Another factor is friendship. “Monica has told me that the only reason she made it through the rigors of medical school, residency, fellowships and her career is that she and Alain are best friends,” said Jerry Medina, a research nurse supervisor. “They are successful because they are together.”
Friendship produces a willingness to share responsibilities. “If we get a call from the day care that one of the kids is sick, we have to decide who will pick up the child and who will cover the work,” says Monica. They alternate routine pickup from day care, cooking, going to teachers’ meetings and shopping. On weekends, they have fun with their kids. “We ride bikes, visit the zoo, walk around the botanical center and the parks, and go to museums,” Alain says. Once a year, Monica and Alain take a one-week vacation without the children.
A passion for the cure
At the core, Alain and Monica share a passion for the work of curing cancer.
“They live every patient’s life in their heart,” said CTRC patient referral coordinator, Epp Goodwin. Goodwin schedules patients who are taking Phase I drugs, those shown in the laboratory to be well-tolerated, but still need to be evaluated for safety, effectiveness and side effects. Because the CTRC has one of the largest oncology Phase I clinical drug studies programs in the world, it can offer drugs that are unavailable even in many large cancer centers. Patients come from many states and often arrive with little or no hope, because they have failed conventional treatments.
“I have the utmost respect for these two doctors,” Goodwin said. “They always do what’s right for the patient.” She recalls a patient, a middle-aged woman with lymphoma, who came to the CTRC three years ago. “To qualify for a trial you have to meet certain criteria,” she explained. “When I screened the patient’s records, I knew she didn’t qualify. But Alain didn’t turn her away. He prescribed some things he hoped would make her stronger. Three weeks later, she looked much better and she qualified for a trial. In fact, she ended up taking part in two different studies. We knew we couldn’t cure her cancer, but we could give her time and the best quality of life possible.”

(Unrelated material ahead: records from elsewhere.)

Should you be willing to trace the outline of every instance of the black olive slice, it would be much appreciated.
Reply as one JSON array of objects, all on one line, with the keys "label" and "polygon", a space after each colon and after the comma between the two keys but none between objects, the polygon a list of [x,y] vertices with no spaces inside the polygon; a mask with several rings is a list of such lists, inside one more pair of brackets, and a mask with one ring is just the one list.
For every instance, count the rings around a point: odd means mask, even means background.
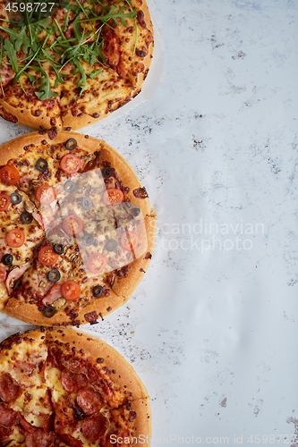
[{"label": "black olive slice", "polygon": [[95,298],[100,298],[103,291],[104,288],[101,287],[101,285],[96,285],[95,287],[93,287],[92,293]]},{"label": "black olive slice", "polygon": [[28,211],[24,211],[21,215],[21,220],[23,224],[31,224],[33,215],[31,215],[31,213],[28,213]]},{"label": "black olive slice", "polygon": [[66,192],[72,192],[72,191],[74,191],[74,190],[75,190],[75,183],[73,183],[73,181],[72,181],[71,180],[68,180],[67,181],[65,181],[64,190]]},{"label": "black olive slice", "polygon": [[53,306],[47,306],[47,308],[44,308],[44,316],[47,316],[47,318],[52,318],[55,313],[56,310]]},{"label": "black olive slice", "polygon": [[52,283],[56,283],[61,278],[61,274],[60,274],[59,270],[54,269],[54,270],[51,270],[50,272],[48,272],[47,278]]},{"label": "black olive slice", "polygon": [[64,247],[62,244],[55,244],[53,249],[56,255],[64,253]]},{"label": "black olive slice", "polygon": [[102,170],[101,173],[104,179],[109,179],[113,175],[113,168],[106,166]]},{"label": "black olive slice", "polygon": [[21,194],[19,194],[18,192],[13,192],[13,194],[11,194],[9,197],[10,197],[11,202],[13,205],[18,205],[22,200]]},{"label": "black olive slice", "polygon": [[6,253],[2,258],[2,263],[4,266],[11,266],[13,262],[13,256],[11,255],[10,253]]},{"label": "black olive slice", "polygon": [[107,249],[107,251],[115,251],[116,248],[118,247],[118,243],[115,239],[110,239],[106,242],[105,249]]},{"label": "black olive slice", "polygon": [[85,247],[89,247],[90,245],[92,245],[94,242],[94,237],[92,236],[92,234],[85,234],[85,236],[83,237],[82,239],[82,243],[84,244]]},{"label": "black olive slice", "polygon": [[89,198],[88,197],[83,197],[81,200],[81,207],[82,209],[85,209],[86,211],[89,211],[91,209],[93,204],[92,200]]},{"label": "black olive slice", "polygon": [[67,150],[73,150],[76,148],[77,146],[78,146],[77,140],[74,139],[69,139],[65,143],[65,148]]},{"label": "black olive slice", "polygon": [[15,291],[21,284],[21,280],[16,281],[13,284],[13,291]]},{"label": "black olive slice", "polygon": [[35,167],[39,173],[44,173],[47,169],[47,161],[45,158],[38,158],[36,162]]}]

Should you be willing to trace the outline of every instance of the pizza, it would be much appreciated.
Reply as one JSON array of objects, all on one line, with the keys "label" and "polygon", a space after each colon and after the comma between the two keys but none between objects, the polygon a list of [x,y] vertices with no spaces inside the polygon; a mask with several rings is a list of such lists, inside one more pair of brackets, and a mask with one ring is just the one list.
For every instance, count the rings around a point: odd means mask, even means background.
[{"label": "pizza", "polygon": [[0,114],[77,130],[140,91],[153,53],[145,0],[0,0]]},{"label": "pizza", "polygon": [[111,346],[71,329],[0,344],[1,447],[149,446],[147,390]]},{"label": "pizza", "polygon": [[0,147],[0,309],[39,325],[96,324],[152,257],[156,213],[105,141],[39,131]]}]

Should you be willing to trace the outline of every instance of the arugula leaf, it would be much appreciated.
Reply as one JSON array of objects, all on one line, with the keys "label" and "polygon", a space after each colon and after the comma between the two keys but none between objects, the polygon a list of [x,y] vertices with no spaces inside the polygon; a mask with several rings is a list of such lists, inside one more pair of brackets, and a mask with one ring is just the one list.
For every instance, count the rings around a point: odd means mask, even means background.
[{"label": "arugula leaf", "polygon": [[[3,37],[1,36],[0,37],[0,70],[2,68],[2,61],[3,61],[3,46],[4,46],[4,39],[3,38]],[[2,93],[3,93],[3,96],[4,96],[4,90],[3,89],[3,85],[2,85],[2,78],[0,76],[0,84],[1,84],[1,90],[2,90]]]},{"label": "arugula leaf", "polygon": [[58,95],[51,89],[51,84],[47,73],[44,70],[41,70],[41,74],[43,77],[40,80],[38,80],[38,82],[39,83],[39,91],[36,91],[35,95],[41,101],[45,101],[46,99],[53,97],[57,97]]},{"label": "arugula leaf", "polygon": [[4,47],[4,52],[7,55],[13,72],[17,73],[19,72],[19,65],[18,65],[18,58],[16,55],[16,51],[14,49],[13,45],[10,40],[5,39]]},{"label": "arugula leaf", "polygon": [[82,94],[82,92],[86,89],[87,76],[86,76],[84,67],[82,66],[82,64],[81,63],[81,61],[79,59],[76,59],[76,58],[73,59],[73,63],[77,67],[73,72],[73,75],[75,76],[78,72],[80,72],[80,74],[81,74],[81,80],[79,80],[77,82],[77,87],[78,88],[81,87],[81,92],[80,92],[80,97],[81,97],[81,95]]}]

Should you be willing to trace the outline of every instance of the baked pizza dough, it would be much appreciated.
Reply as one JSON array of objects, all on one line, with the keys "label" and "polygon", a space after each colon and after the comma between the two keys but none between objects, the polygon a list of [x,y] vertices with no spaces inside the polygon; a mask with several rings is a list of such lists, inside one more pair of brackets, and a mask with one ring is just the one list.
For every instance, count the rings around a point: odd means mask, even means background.
[{"label": "baked pizza dough", "polygon": [[43,327],[0,344],[0,444],[150,445],[147,390],[111,346]]},{"label": "baked pizza dough", "polygon": [[0,0],[0,115],[73,131],[140,93],[154,45],[145,0],[38,3],[30,12],[27,3]]},{"label": "baked pizza dough", "polygon": [[0,309],[40,325],[96,324],[152,257],[156,213],[105,141],[39,131],[0,147]]}]

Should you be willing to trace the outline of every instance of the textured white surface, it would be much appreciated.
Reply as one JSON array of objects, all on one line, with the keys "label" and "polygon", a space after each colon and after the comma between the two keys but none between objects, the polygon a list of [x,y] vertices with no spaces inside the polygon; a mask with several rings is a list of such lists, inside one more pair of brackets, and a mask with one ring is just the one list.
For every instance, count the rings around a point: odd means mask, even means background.
[{"label": "textured white surface", "polygon": [[[298,4],[149,4],[159,45],[144,92],[81,131],[147,187],[157,249],[91,330],[148,387],[153,447],[297,445]],[[0,125],[1,142],[28,131]],[[1,325],[1,338],[30,327]]]}]

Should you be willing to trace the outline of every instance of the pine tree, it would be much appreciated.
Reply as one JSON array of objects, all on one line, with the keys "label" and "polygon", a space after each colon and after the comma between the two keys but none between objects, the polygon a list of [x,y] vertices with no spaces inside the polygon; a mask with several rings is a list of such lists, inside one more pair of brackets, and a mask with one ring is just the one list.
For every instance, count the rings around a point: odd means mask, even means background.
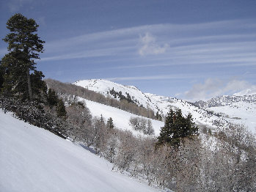
[{"label": "pine tree", "polygon": [[66,116],[67,116],[66,108],[65,107],[62,100],[61,99],[59,100],[56,112],[57,112],[57,116],[59,117],[62,117],[64,119],[66,118]]},{"label": "pine tree", "polygon": [[47,101],[51,107],[54,106],[57,106],[58,102],[59,102],[58,97],[56,95],[55,91],[51,89],[51,88],[48,91]]},{"label": "pine tree", "polygon": [[114,123],[111,117],[109,117],[108,121],[106,122],[106,127],[109,129],[114,128]]},{"label": "pine tree", "polygon": [[[39,59],[39,53],[43,51],[44,41],[38,37],[38,25],[34,19],[28,19],[20,13],[12,16],[7,23],[10,33],[6,35],[4,41],[7,43],[9,53],[1,59],[4,82],[4,93],[21,96],[22,99],[33,99],[33,92],[37,94],[38,85],[43,86],[43,75],[36,72],[34,59]],[[31,72],[34,72],[34,78],[39,80],[36,84],[32,82]],[[44,89],[44,88],[43,88]]]},{"label": "pine tree", "polygon": [[166,117],[164,126],[161,128],[157,145],[169,144],[178,147],[183,139],[198,134],[198,128],[194,125],[191,114],[183,117],[180,109],[170,109]]}]

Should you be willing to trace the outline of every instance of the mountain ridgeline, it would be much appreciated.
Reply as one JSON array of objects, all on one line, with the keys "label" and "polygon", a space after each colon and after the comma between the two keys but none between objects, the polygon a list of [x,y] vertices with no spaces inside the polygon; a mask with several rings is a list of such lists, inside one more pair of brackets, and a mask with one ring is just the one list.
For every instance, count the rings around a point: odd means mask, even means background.
[{"label": "mountain ridgeline", "polygon": [[241,101],[248,103],[256,103],[256,95],[243,96],[222,95],[211,98],[207,101],[196,101],[194,104],[198,107],[207,108],[211,107],[226,106]]},{"label": "mountain ridgeline", "polygon": [[93,90],[89,90],[74,84],[62,83],[60,81],[49,78],[45,80],[45,81],[49,88],[55,90],[55,92],[59,95],[76,95],[84,99],[117,108],[119,109],[142,117],[153,119],[157,119],[156,116],[154,114],[154,111],[152,109],[146,108],[142,106],[137,106],[135,102],[133,102],[130,97],[125,97],[120,92],[115,92],[114,90],[110,91],[112,93],[112,95],[118,95],[118,97],[120,99],[117,100],[114,99],[115,96],[113,96],[113,97],[111,97],[109,95],[108,95],[109,97],[106,97],[99,92],[96,92]]}]

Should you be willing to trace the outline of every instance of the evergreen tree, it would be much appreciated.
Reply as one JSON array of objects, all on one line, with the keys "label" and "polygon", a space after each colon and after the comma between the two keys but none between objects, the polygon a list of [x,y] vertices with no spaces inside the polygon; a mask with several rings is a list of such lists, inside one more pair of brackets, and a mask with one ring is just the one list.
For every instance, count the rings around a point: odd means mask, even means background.
[{"label": "evergreen tree", "polygon": [[[34,33],[38,26],[34,19],[28,19],[20,13],[8,20],[7,28],[10,33],[3,40],[9,44],[10,53],[1,59],[2,92],[20,95],[22,99],[32,100],[33,93],[37,94],[37,91],[44,86],[42,83],[43,75],[35,71],[36,63],[34,61],[40,59],[38,53],[43,53],[43,44],[45,43]],[[37,82],[32,82],[31,72],[34,72],[34,80],[35,78]],[[38,87],[39,85],[42,86]]]},{"label": "evergreen tree", "polygon": [[59,100],[56,112],[57,112],[57,116],[59,117],[66,118],[66,116],[67,116],[66,108],[65,107],[64,102],[61,99]]},{"label": "evergreen tree", "polygon": [[169,144],[178,147],[183,139],[198,134],[198,128],[194,125],[191,114],[183,117],[180,109],[170,109],[166,117],[164,126],[161,128],[157,145]]},{"label": "evergreen tree", "polygon": [[109,117],[108,121],[106,122],[106,127],[109,129],[114,128],[114,123],[111,117]]},{"label": "evergreen tree", "polygon": [[48,91],[47,101],[51,107],[54,106],[57,106],[58,102],[59,102],[58,97],[56,95],[55,91],[51,89],[51,88]]}]

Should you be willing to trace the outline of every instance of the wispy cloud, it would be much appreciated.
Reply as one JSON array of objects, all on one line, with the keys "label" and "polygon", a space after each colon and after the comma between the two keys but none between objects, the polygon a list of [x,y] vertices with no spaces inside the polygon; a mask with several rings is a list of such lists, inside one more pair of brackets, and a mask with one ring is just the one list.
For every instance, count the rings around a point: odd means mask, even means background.
[{"label": "wispy cloud", "polygon": [[160,45],[156,43],[155,37],[147,32],[144,36],[141,36],[141,47],[139,49],[139,53],[141,56],[158,55],[164,53],[169,48],[167,43]]},{"label": "wispy cloud", "polygon": [[141,80],[160,80],[160,79],[187,79],[193,78],[196,75],[148,75],[148,76],[131,76],[131,77],[115,77],[106,78],[109,81],[141,81]]},{"label": "wispy cloud", "polygon": [[[85,34],[46,43],[42,61],[104,56],[103,62],[133,64],[112,66],[116,68],[212,63],[252,66],[256,60],[255,21],[156,24]],[[238,29],[244,31],[235,33]]]},{"label": "wispy cloud", "polygon": [[31,3],[32,1],[33,0],[10,0],[8,2],[8,7],[10,12],[15,12],[25,6],[26,4]]},{"label": "wispy cloud", "polygon": [[202,84],[194,84],[185,93],[185,96],[191,100],[208,100],[220,95],[233,95],[252,87],[255,86],[246,81],[208,78]]}]

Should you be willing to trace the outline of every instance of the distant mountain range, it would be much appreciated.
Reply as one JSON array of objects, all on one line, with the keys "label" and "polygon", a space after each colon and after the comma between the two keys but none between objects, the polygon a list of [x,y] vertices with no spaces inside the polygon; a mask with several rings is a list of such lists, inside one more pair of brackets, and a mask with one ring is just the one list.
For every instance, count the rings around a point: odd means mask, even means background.
[{"label": "distant mountain range", "polygon": [[[244,124],[256,132],[256,95],[244,91],[248,95],[224,95],[213,97],[208,101],[190,103],[175,97],[144,93],[134,86],[124,86],[103,79],[89,79],[76,81],[77,86],[100,93],[117,100],[127,99],[145,108],[150,108],[165,117],[169,108],[181,109],[183,115],[191,113],[194,122],[215,129],[227,126],[229,123]],[[91,109],[92,110],[92,109]],[[93,110],[93,109],[92,109]]]}]

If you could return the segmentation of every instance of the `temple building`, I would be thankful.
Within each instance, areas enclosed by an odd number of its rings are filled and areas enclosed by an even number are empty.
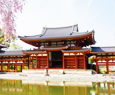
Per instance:
[[[37,47],[33,50],[22,51],[0,51],[1,72],[10,72],[11,66],[15,72],[22,69],[87,69],[88,57],[95,56],[96,71],[98,73],[98,57],[105,59],[108,65],[109,56],[114,56],[112,52],[102,50],[99,47],[86,48],[96,43],[94,30],[90,32],[79,32],[78,24],[68,27],[47,28],[43,27],[42,33],[34,36],[19,36],[20,40]],[[0,46],[5,48],[5,46]],[[113,61],[114,59],[112,59]],[[112,63],[115,65],[115,63]],[[3,66],[7,66],[3,70]],[[17,69],[17,67],[20,67]],[[108,67],[107,67],[108,70]],[[109,70],[107,71],[109,73]]]

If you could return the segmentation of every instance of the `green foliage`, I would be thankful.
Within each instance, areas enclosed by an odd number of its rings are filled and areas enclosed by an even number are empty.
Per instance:
[[[1,44],[5,44],[7,45],[8,47],[10,46],[10,43],[11,42],[14,42],[16,40],[17,37],[15,37],[13,34],[10,34],[12,35],[12,38],[9,38],[9,34],[5,34],[1,29],[0,29],[0,43]]]
[[[90,64],[95,63],[91,57],[89,57],[89,59],[88,59],[88,60],[89,60],[89,63],[90,63]]]
[[[8,49],[9,50],[21,50],[22,47],[18,45],[17,43],[13,42]]]

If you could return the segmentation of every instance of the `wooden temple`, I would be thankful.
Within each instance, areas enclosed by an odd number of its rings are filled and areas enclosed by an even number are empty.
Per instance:
[[[38,47],[23,51],[29,56],[29,69],[86,69],[90,49],[95,44],[94,31],[78,32],[78,25],[60,28],[44,27],[40,35],[19,36],[23,42]]]
[[[21,71],[22,69],[87,69],[88,57],[96,55],[103,57],[103,53],[96,48],[84,48],[95,44],[94,30],[78,32],[78,25],[47,28],[34,36],[19,36],[20,40],[37,47],[33,50],[0,51],[0,71]],[[5,48],[0,46],[1,48]],[[101,54],[101,55],[100,55]],[[114,54],[111,53],[112,55]],[[104,56],[109,57],[110,53]],[[97,59],[96,68],[99,65]],[[108,59],[107,59],[108,60]],[[108,61],[107,61],[108,62]],[[4,66],[7,67],[4,69]],[[18,67],[18,68],[17,68]],[[98,70],[96,70],[98,72]]]

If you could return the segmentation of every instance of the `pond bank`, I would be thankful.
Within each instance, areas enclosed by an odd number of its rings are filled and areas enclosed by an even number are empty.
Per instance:
[[[115,81],[115,74],[24,74],[24,73],[0,73],[0,79],[12,80],[40,80],[40,81],[87,81],[87,82],[113,82]]]

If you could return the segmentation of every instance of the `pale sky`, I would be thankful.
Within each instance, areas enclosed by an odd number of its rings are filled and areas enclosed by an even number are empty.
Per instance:
[[[26,0],[17,15],[17,35],[38,35],[43,26],[78,24],[79,32],[95,31],[95,46],[115,46],[115,0]],[[23,49],[32,48],[18,41]]]

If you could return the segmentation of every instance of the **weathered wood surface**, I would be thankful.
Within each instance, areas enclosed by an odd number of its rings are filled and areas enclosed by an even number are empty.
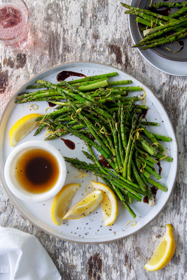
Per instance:
[[[113,0],[31,0],[31,44],[22,53],[0,48],[0,113],[17,89],[38,72],[73,61],[113,65],[149,87],[164,105],[174,127],[179,152],[179,174],[169,202],[159,217],[133,236],[101,245],[65,242],[23,218],[0,189],[0,224],[36,236],[64,280],[187,279],[186,272],[186,78],[163,73],[145,61],[132,42],[127,17]],[[130,4],[130,0],[126,1]],[[143,264],[171,223],[176,241],[171,261],[150,273]]]

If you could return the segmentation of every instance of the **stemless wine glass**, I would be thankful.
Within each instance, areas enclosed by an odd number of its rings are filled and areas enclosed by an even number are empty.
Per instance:
[[[11,51],[21,51],[29,43],[29,12],[22,0],[0,4],[0,43]]]

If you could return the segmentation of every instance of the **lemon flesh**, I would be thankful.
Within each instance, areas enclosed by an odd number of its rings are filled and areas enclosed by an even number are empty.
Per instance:
[[[51,207],[51,217],[57,226],[62,223],[66,209],[80,186],[80,184],[66,185],[55,197]]]
[[[18,142],[29,134],[40,124],[40,122],[35,122],[41,114],[29,114],[20,119],[12,127],[9,133],[9,139],[11,146],[14,147]]]
[[[165,233],[161,243],[144,268],[149,271],[158,270],[165,267],[170,261],[175,251],[175,242],[173,228],[170,224],[166,225]]]
[[[73,206],[66,213],[63,219],[74,220],[87,216],[97,207],[103,198],[101,191],[94,191]]]
[[[101,206],[105,226],[111,226],[115,222],[118,214],[116,197],[112,190],[105,184],[90,181],[95,189],[101,191],[103,198]]]

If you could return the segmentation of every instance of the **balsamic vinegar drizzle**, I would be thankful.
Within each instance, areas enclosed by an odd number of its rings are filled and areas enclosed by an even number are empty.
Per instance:
[[[151,190],[152,193],[153,195],[153,197],[154,198],[155,201],[156,201],[156,195],[157,193],[157,191],[158,190],[158,188],[157,188],[156,187],[154,187],[154,186],[153,186],[152,187],[151,187]],[[146,195],[146,196],[144,196],[143,199],[143,201],[144,203],[149,203],[149,199],[148,198],[148,197],[147,195]]]
[[[47,103],[50,107],[54,107],[56,105],[56,104],[54,104],[54,103],[51,103],[50,101],[47,101]]]
[[[112,168],[110,164],[108,163],[106,160],[103,156],[99,156],[99,157],[101,158],[101,159],[99,160],[99,162],[103,167],[106,167],[110,169]]]
[[[69,149],[70,149],[70,150],[74,150],[75,144],[74,142],[69,139],[64,139],[64,138],[60,138],[60,139],[64,141],[64,144]]]
[[[62,71],[59,73],[56,76],[56,80],[58,82],[60,81],[64,81],[68,77],[70,76],[76,76],[77,77],[85,77],[86,76],[81,73],[73,72],[72,71]]]

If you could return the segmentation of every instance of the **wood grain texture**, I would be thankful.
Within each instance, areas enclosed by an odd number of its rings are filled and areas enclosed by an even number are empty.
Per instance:
[[[130,4],[130,0],[126,2]],[[38,72],[65,62],[88,61],[117,67],[149,87],[164,105],[175,131],[179,174],[172,195],[159,216],[133,236],[100,245],[74,244],[50,236],[23,218],[0,189],[0,225],[36,236],[63,280],[187,279],[186,77],[162,73],[131,48],[127,16],[113,0],[31,0],[31,44],[22,53],[0,46],[0,113],[17,89]],[[164,269],[143,266],[172,224],[175,253]]]

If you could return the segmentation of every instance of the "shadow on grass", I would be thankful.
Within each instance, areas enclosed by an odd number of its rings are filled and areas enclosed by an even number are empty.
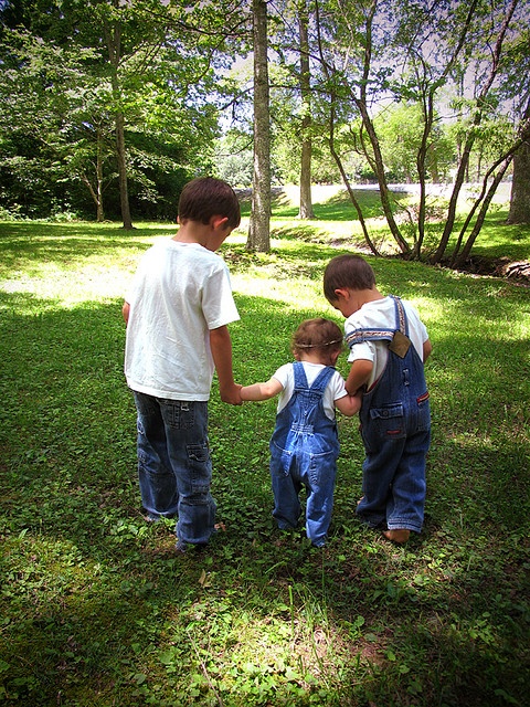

Giving patients hope is what drives the Mitas. “There’s nothing worse than telling a patient there’s nothing we can do,” Alain said. “People with cancer are fighters. They need us to help them.”
The opportunity to work with promising new cancer agents was what lured the Mitas from Paris to San Antonio in 2002. “We knew about San Antonio from reading about clinical trials,” Alain said. “The IDD and CTRC were on the same level as M.D. Anderson and other top cancer centers.”
Seven years later, the Mitas have tested about 50 anti-cancer drugs. At least 17 were deemed worthy of further testing. Because of the Mitas’ rigorous training and experience, they epitomize the latest generation of leaders in developmental therapeutics, according to IDD director Francis Giles, M.D.
“We now look to our IDD investigators to understand the molecular lesions in cancer and to use these lesions as targets for novel approaches,” Dr. Giles said. “We expect them to follow a promising agent from the laboratory to potential regulatory approval – a very complex journey.” He adds that for physician-scientists to be effective across such a broad scientific spectrum, they need to be both experts in early phase drug development and in a specific tumor type. Monica specializes in sarcoma and breast tumors; Alain in tumors of the lung.
A partnership with patients
Monica and Alain insist their partnership in medicine, science and life remains incomplete without patients.
“Without patients willing to participate in clinical trials to test new drugs, we risk being in the same place in 10 years that we are now,” Monica warns. “Ninety percent of cancer patients are never told of the option to enter a clinical trial. Their doctors prescribe conventional treatment, and if it fails, they tell patients there’s nothing else they can do.”
It is precisely these patients who enter CTRC’s Phase I trials. “It’s a great feeling to have the power to help a patient,” Monica says. “It’s great to be able to give them a drug and see a good response. Of course, not all patients will respond. But when it works, it’s worth every effort.”